Types of Suspension Test:
a) Phenol Coefficient Test (Determined by two methods-Rideal Walker/R.W. method & Chick Martin test)
b) Qualitative test
c) Quantitative test
a) Phenol Coefficient Test
The phenol coefficient of a disinfectant is calculated by dividing the dilution of the test disinfectant by the dilution of phenol that disinfects under predetermined conditions.
Phenol Coefficient is determined by two methods:
b) Qualitative test
• A loopful of bacterial suspension brought into contact with the disinfectant
• A loopful of this mixture cultured for surviving organisms.
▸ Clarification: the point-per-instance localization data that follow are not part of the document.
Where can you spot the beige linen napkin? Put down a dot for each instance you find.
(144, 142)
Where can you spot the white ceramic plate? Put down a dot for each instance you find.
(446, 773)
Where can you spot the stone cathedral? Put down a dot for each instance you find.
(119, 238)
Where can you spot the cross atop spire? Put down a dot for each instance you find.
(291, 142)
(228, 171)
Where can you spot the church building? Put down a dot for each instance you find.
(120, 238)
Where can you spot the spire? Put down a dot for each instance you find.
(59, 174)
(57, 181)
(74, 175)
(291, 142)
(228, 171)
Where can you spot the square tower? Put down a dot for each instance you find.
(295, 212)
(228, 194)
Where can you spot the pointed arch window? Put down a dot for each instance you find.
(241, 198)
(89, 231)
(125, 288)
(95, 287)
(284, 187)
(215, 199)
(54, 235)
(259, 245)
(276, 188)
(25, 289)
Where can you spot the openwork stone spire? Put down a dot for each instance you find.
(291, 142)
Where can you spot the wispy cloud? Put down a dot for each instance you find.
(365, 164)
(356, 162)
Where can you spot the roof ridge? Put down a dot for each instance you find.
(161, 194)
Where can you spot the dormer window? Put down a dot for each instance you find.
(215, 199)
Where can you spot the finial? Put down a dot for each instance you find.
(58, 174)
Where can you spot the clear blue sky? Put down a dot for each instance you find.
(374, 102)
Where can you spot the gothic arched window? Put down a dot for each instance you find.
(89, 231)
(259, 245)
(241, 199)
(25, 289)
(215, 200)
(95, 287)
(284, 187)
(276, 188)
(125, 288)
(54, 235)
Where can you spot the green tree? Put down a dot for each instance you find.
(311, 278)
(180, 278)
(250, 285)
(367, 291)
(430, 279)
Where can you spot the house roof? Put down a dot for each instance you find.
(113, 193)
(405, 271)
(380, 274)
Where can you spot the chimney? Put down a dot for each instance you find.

• Results expressed as ‘growth’ or ‘no growth’.
c) Quantitative test
• The number of surviving organisms (B) is counted and compared to the original inoculum size (A).
Microbicidal effect (ME) = Log (A) – Log (B)
ME = 1 → killing of 90% of the initial number
ME = 2 → 99% killed.
• A generally accepted requirement is ME ≥ 5 →99.999% of the germs are killed.
3. Capacity tests/Kelsey-Sykes test
• The ability to retain activity in the presence of an increasing load is the capacity of the disinfectant.
• In a capacity test, the disinfectant is challenged repeatedly by successive additions of bacterial suspension until its capacity to kill has been exhausted.
• Capacity tests simulate the practical situations of housekeeping and instrument disinfection.
• Best known capacity test is the Kelsey-Sykes test
Kelsey-Sykes test
• A triple challenge test, designed to determine concentrations of disinfectant that will be effective in clean and dirty conditions.
• Organisms: 4 organisms (S. aureus, E.coli, P. aeruginosa and Proteus vulgaris)
• Three successive loads of bacteria (additions) (0, 10, and 20 min)
• Temp: 20oC
4. Practical tests
• The practical tests under real-life conditions are performed after measuring the time concentration relationship of the disinfectant in a quantitative suspension test.
• The objective is to verify whether the proposed use dilution is still adequate in the conditions under which it would be used.
• The best-known practical tests are the surface disinfection tests.